Creio que muitas pessoas devem ter questionado, ao saborear essas iguarias paraenses, quem foi o descobridor de que as folhas de jambu, o tucupi ou as folhas venenosas da mandioca cozida poderiam ser aproveitadas? O mesmo vale para a farinha de mandioca proveniente de uma raiz mortal. Não existe invenção maior do que a farinha de mandioca. Segundo o ditado popular “aumenta o pouco, esfria o quente, engrossa o ralo e alimenta a gente”. Prático para armazenar, transportar, pronto para consumir, entre outras vantagens. Moldou a civilização brasileira e mundial e vem despertando o interesse dos grandes empresários no seu cultivo mecanizado.
Devemos aos indígenas da Amazônia a descoberta do jambu e do tucupi que foram combinadas com o saber dos escravos africanos no aproveitamento das folhas de mandioca cozida, criando a nossa feijoada verde.
A expansão do cultivo do jambu enseja, portanto, algumas lições importantes para o desenvolvimento regional. No momento, fica-se discutindo muito sobre a biodiversidade amazônica como algo mágico que vai salvar a região.

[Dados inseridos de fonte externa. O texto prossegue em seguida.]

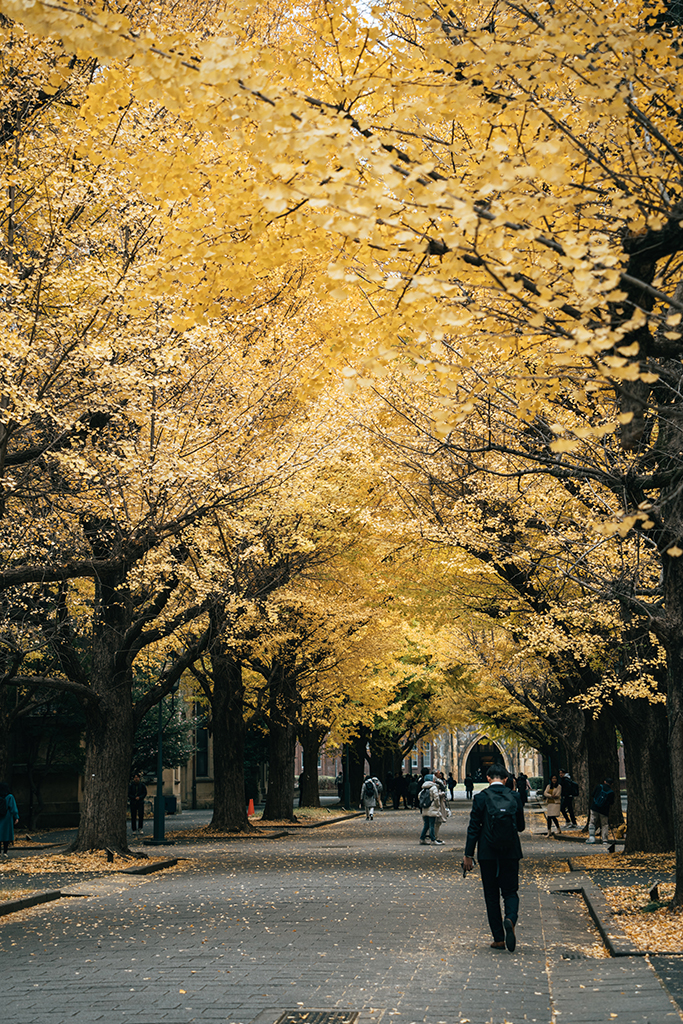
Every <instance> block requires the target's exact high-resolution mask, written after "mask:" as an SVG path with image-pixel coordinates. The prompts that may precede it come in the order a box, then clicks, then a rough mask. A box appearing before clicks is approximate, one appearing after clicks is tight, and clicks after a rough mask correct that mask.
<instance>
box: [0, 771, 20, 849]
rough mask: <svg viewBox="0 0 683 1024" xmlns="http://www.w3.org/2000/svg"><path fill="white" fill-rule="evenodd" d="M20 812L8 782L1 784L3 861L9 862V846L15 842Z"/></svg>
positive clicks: (1, 803) (1, 783)
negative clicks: (19, 814)
mask: <svg viewBox="0 0 683 1024" xmlns="http://www.w3.org/2000/svg"><path fill="white" fill-rule="evenodd" d="M18 820H19V812H18V810H17V808H16V801H15V800H14V797H13V796H12V794H11V793H10V791H9V786H8V785H7V783H6V782H0V842H1V843H2V854H0V856H1V857H2V859H3V860H7V858H8V857H9V854H8V853H7V850H8V849H9V844H10V843H13V842H14V825H15V824H17V823H18Z"/></svg>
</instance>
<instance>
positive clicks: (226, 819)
mask: <svg viewBox="0 0 683 1024" xmlns="http://www.w3.org/2000/svg"><path fill="white" fill-rule="evenodd" d="M211 666H212V676H213V694H212V699H211V712H212V720H213V771H214V804H213V817H212V819H211V827H212V828H217V829H220V830H221V831H246V830H248V829H250V828H251V825H250V824H249V818H248V816H247V802H246V799H245V734H246V726H245V716H244V697H245V687H244V682H243V678H242V663H241V662H239V660H238V659H236V658H234V657H232V656H230V655H229V654H228V653H226V652H225V650H224V649H223V647H222V645H221V644H220V641H218V642H216V643H214V644H212V646H211Z"/></svg>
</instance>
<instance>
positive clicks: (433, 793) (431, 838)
mask: <svg viewBox="0 0 683 1024" xmlns="http://www.w3.org/2000/svg"><path fill="white" fill-rule="evenodd" d="M418 807H419V808H420V811H421V813H422V833H421V835H420V845H421V846H427V833H429V839H430V842H431V843H432V844H433V845H434V846H443V840H442V839H437V838H436V818H437V817H439V818H440V816H441V801H440V793H439V787H438V786H437V784H436V782H435V781H434V776H433V775H425V779H424V782H423V783H422V785H421V786H420V793H419V794H418Z"/></svg>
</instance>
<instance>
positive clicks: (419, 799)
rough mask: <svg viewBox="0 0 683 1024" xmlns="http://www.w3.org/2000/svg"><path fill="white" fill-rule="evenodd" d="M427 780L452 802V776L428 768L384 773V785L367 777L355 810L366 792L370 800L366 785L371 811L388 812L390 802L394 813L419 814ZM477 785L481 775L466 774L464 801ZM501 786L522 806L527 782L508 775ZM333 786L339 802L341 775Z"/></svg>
mask: <svg viewBox="0 0 683 1024" xmlns="http://www.w3.org/2000/svg"><path fill="white" fill-rule="evenodd" d="M427 778H429V779H430V780H431V779H437V780H438V782H439V783H440V784H441V785H442V786H443V795H444V798H445V799H450V800H455V791H456V786H457V785H458V784H459V783H458V779H457V778H455V777H454V774H453V772H449V774H447V776H446V775H444V774H443V772H441V771H437V772H432V770H431V768H423V769H422V771H421V772H416V773H415V774H411V773H408V774H404V773H403V772H402V771H398V772H396V774H395V775H394V774H393V773H392V772H387V774H386V778H385V780H384V782H381V781H380V779H379V778H377V776H374V775H373V776H370V775H367V776H366V778H365V779H364V783H362V787H361V791H360V800H359V806H360V807H365V800H366V799H367V798H366V796H365V793H366V790H367V791H368V795H369V796H370V786H368V785H367V783H368V782H369V781H370V782H371V783H372V785H373V786H374V790H375V794H374V800H375V803H374V805H373V807H378V806H379V807H383V806H386V807H387V808H388V807H389V801H391V807H392V808H393V810H395V811H397V810H399V809H400V808H401V806H402V808H403V809H404V810H420V794H421V792H422V790H423V786H424V783H425V780H426V779H427ZM479 781H481V782H483V781H484V779H483V775H482V773H481V771H477V772H476V773H475V774H474V775H471V774H469V773H468V774H467V775H466V776H465V778H464V779H463V785H464V787H465V796H466V798H467V800H471V799H472V795H473V793H474V783H475V782H479ZM505 784H506V785H507V786H508V788H509V790H512V791H513V792H517V793H518V794H519V798H520V800H521V802H522V805H524V804H525V803H526V801H527V800H528V794H529V783H528V778H527V777H526V775H525V774H524V773H523V772H520V773H519V775H516V776H515V775H513V774H512V773H509V774H508V777H507V781H506V783H505ZM337 786H338V791H339V799H340V800H341V799H342V791H343V775H342V774H341V772H340V774H339V776H338V778H337ZM368 817H371V815H370V814H368Z"/></svg>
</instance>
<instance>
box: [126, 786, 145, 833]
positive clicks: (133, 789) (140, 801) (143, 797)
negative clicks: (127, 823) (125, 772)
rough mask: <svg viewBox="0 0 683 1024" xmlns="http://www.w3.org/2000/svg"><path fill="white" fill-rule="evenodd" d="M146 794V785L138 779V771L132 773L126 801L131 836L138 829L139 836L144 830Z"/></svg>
mask: <svg viewBox="0 0 683 1024" xmlns="http://www.w3.org/2000/svg"><path fill="white" fill-rule="evenodd" d="M146 795H147V787H146V785H144V784H143V783H142V781H141V779H140V776H139V773H137V774H135V775H133V781H132V782H131V783H130V785H129V786H128V801H129V803H130V827H131V829H132V833H133V836H135V835H136V834H137V831H138V830H139V834H140V836H142V834H143V831H144V798H145V797H146Z"/></svg>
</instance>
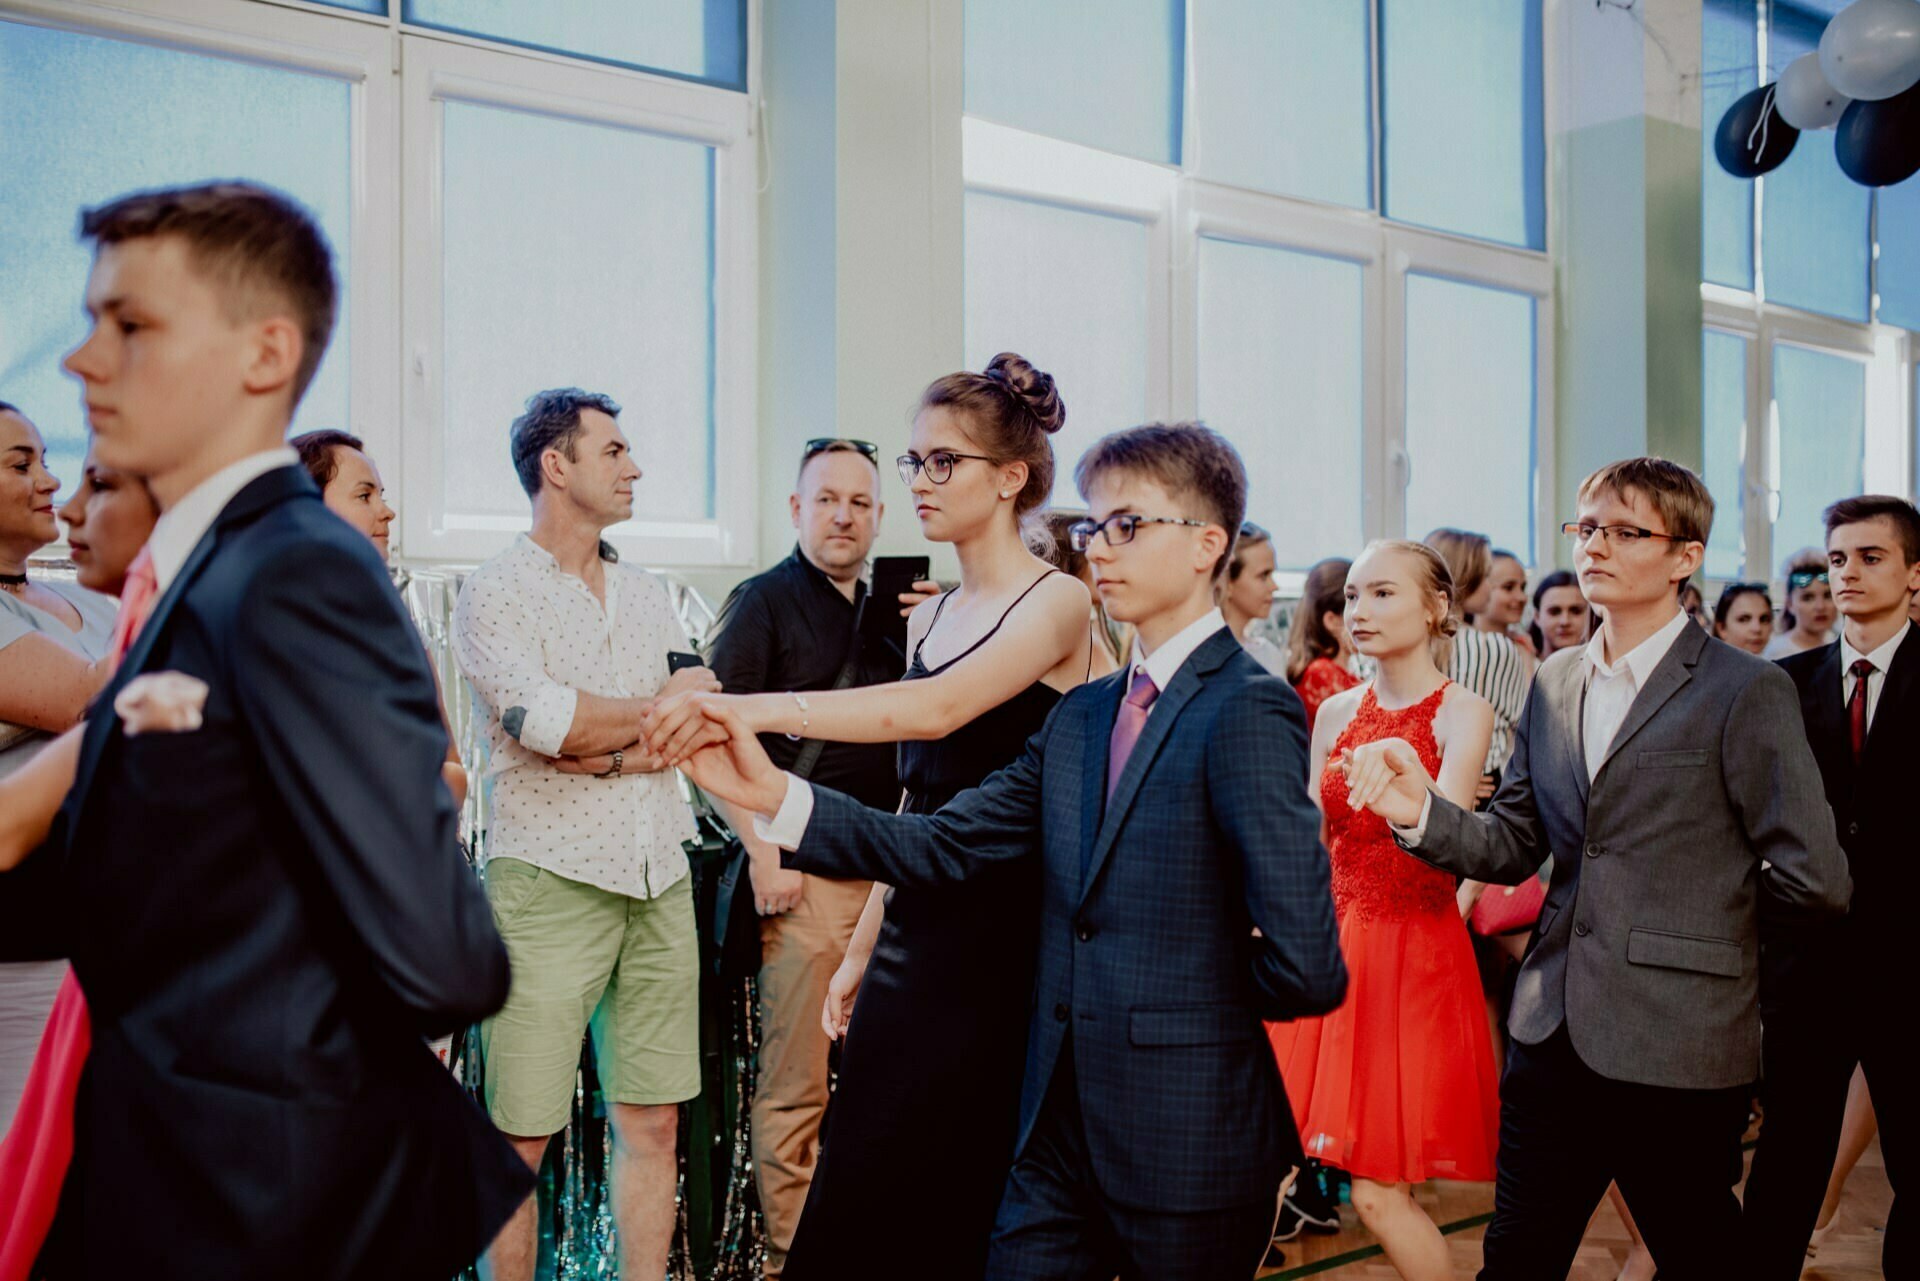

O exemplo do jambu mostra a importância que devemos dar para os recursos da biodiversidade, à medida em que são domesticados e aqueles que já são cultivados. O uso tradicional do jambu foi ampliado como ingrediente de pizzas, coxinhas, arroz, cachaça, licor, cosméticos, fármacos, entre outros.
Devemos avançar na pesquisa sobre usos mais nobres do jambu (cosméticos, fármacos, etc.) nos quais muitas patentes estão sendo registradas nos países desenvolvidos. Constituindo-se em uma planta com possibilidades de atrair a indústria farmacêutica e cosmética mundial ou como uma hortaliça exótica, torna-se questionável tópicos sobre a legislação de acesso a biodiversidade que não estimula empresários a investirem visando a sua verticalização. O jambu já está sendo cultivado em São Paulo e em diversos países como a China, Índia e Japão.
Finalizando, o jambu que estimulou as papilas gustativas dos gastrônomos mais experimentados, poderiam trazer novos mercados para esse produto. Reforça-se a ideia de que a criação de um parque produtivo local e a sua verticalização como importantes para o desenvolvimento de uma agricultura amazônica baseado em produtos da sua biodiversidade.